Synthesis of 2D materials: We have examined which metal substrates might be suitable for the synthesis of black or blue phosphorene, and have shown that which allotrope is favored can be tuned by varying the chemical potential of phosphorus.
A.K. Adak, D. Sharma and S. Narasimhan, J. Phys. Cond. Matt. 34 084001 (2022).
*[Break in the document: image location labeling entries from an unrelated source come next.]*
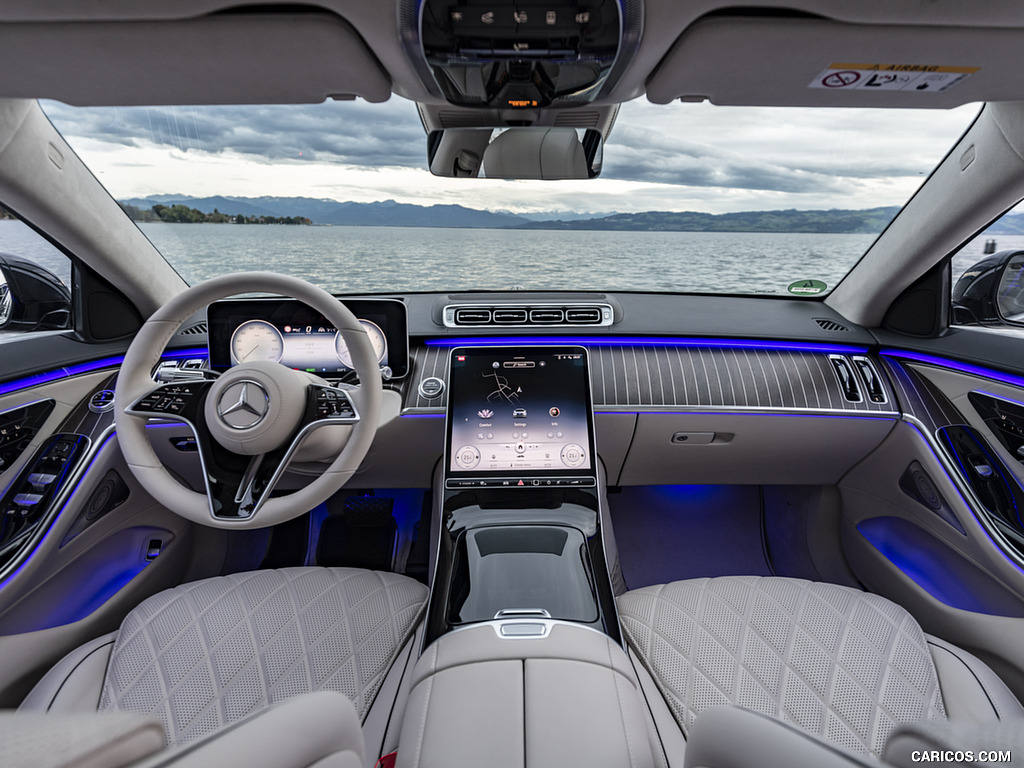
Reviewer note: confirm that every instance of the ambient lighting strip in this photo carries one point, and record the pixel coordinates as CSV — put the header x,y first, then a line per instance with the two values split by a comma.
x,y
964,368
645,341
87,368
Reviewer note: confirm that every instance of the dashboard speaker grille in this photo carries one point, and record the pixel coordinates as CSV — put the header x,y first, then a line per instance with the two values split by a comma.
x,y
828,325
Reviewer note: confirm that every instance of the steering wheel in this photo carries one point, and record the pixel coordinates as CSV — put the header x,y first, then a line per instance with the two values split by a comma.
x,y
251,421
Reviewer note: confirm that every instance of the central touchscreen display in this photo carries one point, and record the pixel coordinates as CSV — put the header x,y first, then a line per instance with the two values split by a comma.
x,y
519,414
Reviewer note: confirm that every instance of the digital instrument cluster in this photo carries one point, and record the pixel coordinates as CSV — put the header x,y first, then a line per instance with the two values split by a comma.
x,y
289,332
519,417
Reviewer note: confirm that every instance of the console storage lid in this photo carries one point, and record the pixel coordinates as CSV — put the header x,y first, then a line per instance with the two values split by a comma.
x,y
518,692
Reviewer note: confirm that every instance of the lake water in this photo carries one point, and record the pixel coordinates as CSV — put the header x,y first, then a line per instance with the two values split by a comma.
x,y
351,259
381,259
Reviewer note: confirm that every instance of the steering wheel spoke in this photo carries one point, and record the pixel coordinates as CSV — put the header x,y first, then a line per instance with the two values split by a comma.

Defects in 2D Materials: We have studied defects in 2D materials such as twisted bilayer graphene, and (in collaboration with the experimental group of J. Lagoute at the University of Paris-Diderot) phosphorene. We have explained the source of puzzling features seen in STM images.
Kanchan Ulman and Shobhana Narasimhan, Physical Review B 89, 245429 (2014).

4) Perovskites

Delayed Fluorescence in Mn-doped Halide Perovskites: Our calculations show that vibrational coupling can help explain the delayed fluorescence observed when halide perovskites are doped with Mn. This work was done in collaboration with the experimental group of Ranjani Viswanatha at JNCASR.
P. Ramakrishnan, D. Acharya, P. Jain, K. Gahlot, A. Yadav, A. Camellini, M. Zavellani-Rossi, G. Cerullo, C. Narayana, S. Narasimhan and R. Viswanatha, ACS Energy Letters, 5, 353 - 359 (2020).